O cadáver, em avançado estado de decomposição, foi descoberto na manhã de terça-feira (30) depois que um frequentador experiente das trilhas da região percebeu alteração no gosto da água de um córrego e resolveu investigar. No local, além do corpo, os agentes encontraram documentos pessoais e um cartão de crédito do estrangeiro.
Segundo a Delegacia de Descoberta de Paradeiros (DDPA), apenas a perícia poderá confirmar a identidade da vítima, mas os indícios apontam fortemente para Kopanev, que estava desaparecido desde 9 de junho.
O desaparecimento
O russo, que também possuía cidadania britânica, chegou ao Rio em 8 de junho, após passar pela Amazônia e Minas Gerais. No dia seguinte, deixou o imóvel alugado na Gávea às 20h32 e não foi mais visto. Ele pretendia caminhar por uma trilha até a Vista Chinesa, onde pegaria transporte para outro destino, mas nunca apareceu.

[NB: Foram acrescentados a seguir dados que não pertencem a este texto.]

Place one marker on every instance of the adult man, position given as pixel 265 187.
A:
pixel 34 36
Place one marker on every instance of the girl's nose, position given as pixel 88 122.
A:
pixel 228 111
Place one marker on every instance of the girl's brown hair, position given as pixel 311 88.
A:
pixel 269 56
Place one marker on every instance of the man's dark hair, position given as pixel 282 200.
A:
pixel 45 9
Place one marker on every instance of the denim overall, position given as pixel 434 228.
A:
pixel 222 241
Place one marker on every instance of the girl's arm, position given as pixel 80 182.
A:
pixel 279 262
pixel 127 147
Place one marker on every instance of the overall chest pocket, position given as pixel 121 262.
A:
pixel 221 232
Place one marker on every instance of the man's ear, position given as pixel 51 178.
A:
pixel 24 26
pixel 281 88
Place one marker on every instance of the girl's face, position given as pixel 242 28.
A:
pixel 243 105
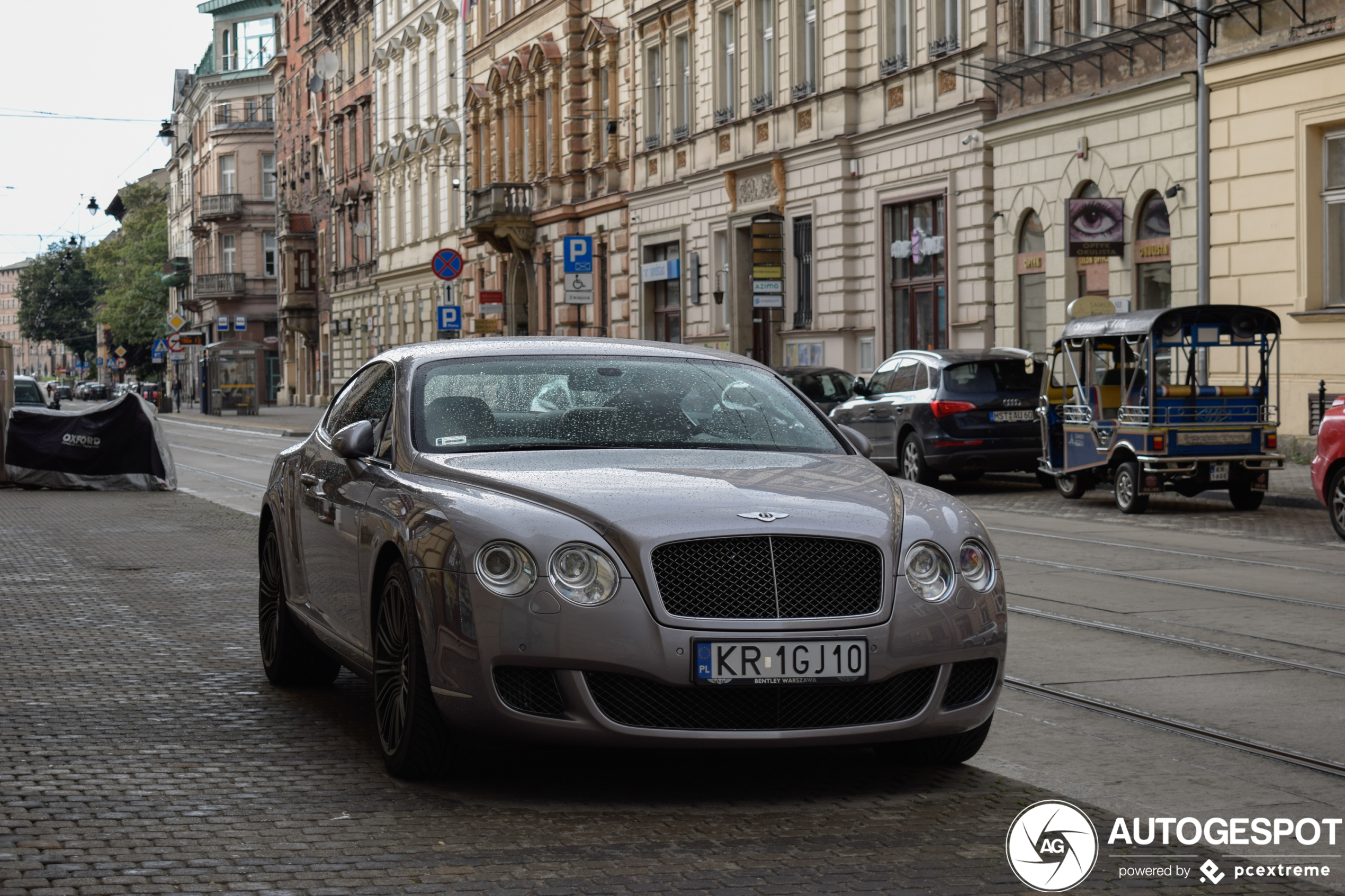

Todos os pertences — incluindo passaporte — ficaram na casa onde estava hospedado. O último registro de localização do celular indicava a região da Lagoa Rodrigo de Freitas, próxima à entrada da mata.
Drogas e encontros marcados
Durante as investigações, a polícia ouviu testemunhas que tiveram contato com o turista. Um rapaz relatou que Denis havia consumido grande quantidade de drogas na noite anterior e participado de uma reunião online na manhã do dia 9. Outro encontro, marcado para as 17h30 na Vista Chinesa, não chegou a acontecer, já que Denis não apareceu.
Monitoramento digital
Um anel inteligente usado pelo russo indicou deslocamento contínuo até por volta das 22h30 do dia 9, quando os dados foram interrompidos de forma abrupta. Para os investigadores, isso reforça a hipótese de acidente ou mal súbito dentro da mata.
Buscas dificultadas
De acordo com a delegada Elen Souto, a DDPA realizou diversas operações na região, com drones, cães farejadores e até helicóptero. O mau tempo dificultou os trabalhos.
“Apesar do estado de decomposição, as roupas encontradas batem com as descritas no dia do desaparecimento. Trabalhamos com a possibilidade de ele nunca ter saído da mata”, afirmou a delegada.
A polícia recolheu vestígios para perícia e segue investigando para confirmar oficialmente a identidade do corpo encontrado.